Germans gay about sexy Shakespeare sonnets
To be sexy or not to be sexy? That will be the main question this weekend, as the German Shakespeare Society convenes to explore the immortal bard's racy homoerotic sonnets.
The two-day conference in Weimar will focus on erotic and sexual allusions – chiefly directed to another man – in William Shakespeare's sonnets, said Tobias Döring, president of the German Shakespeare Society.
More than a hundred literary enthusiasts and experts will use the collection of 154 sonnets by the English poet and playwright – many of which have been interpreted as declarations of adoration for a male lover – as starting point for discussion on modern sexuality and sexual orientation.
According to Döring, the explicit homosexual content of Shakespeare's sonnets – first printed in English in 1609 – meant that they were at first ignored by literary critics, and when finally acknowledged in the 18th century, widely viewed with disdain.

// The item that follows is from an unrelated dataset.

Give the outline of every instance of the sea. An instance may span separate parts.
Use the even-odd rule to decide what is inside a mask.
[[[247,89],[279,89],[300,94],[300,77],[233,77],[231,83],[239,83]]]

Yet after the first printed translation of the works appeared in German in 1826, the sonnets came to play and important role in 19th century gay literature, and are now among the texts most frequently translated from English into German.
The German Shakespeare Society, which boasts 2,000 members and meets twice a year, was founded 1864 to mark the bard's 300th birthday, with the aim of promoting and maintaining Shakespeare's works in the German language.
This weekend's meeting will include a seminar with German Shakespeare translators and a musical jazz rendering of the bard's sonnets.
Döring said the society's next meeting in the spring will explore Shakespeare's treatment of finance and money in the context of the current financial and economic crisis.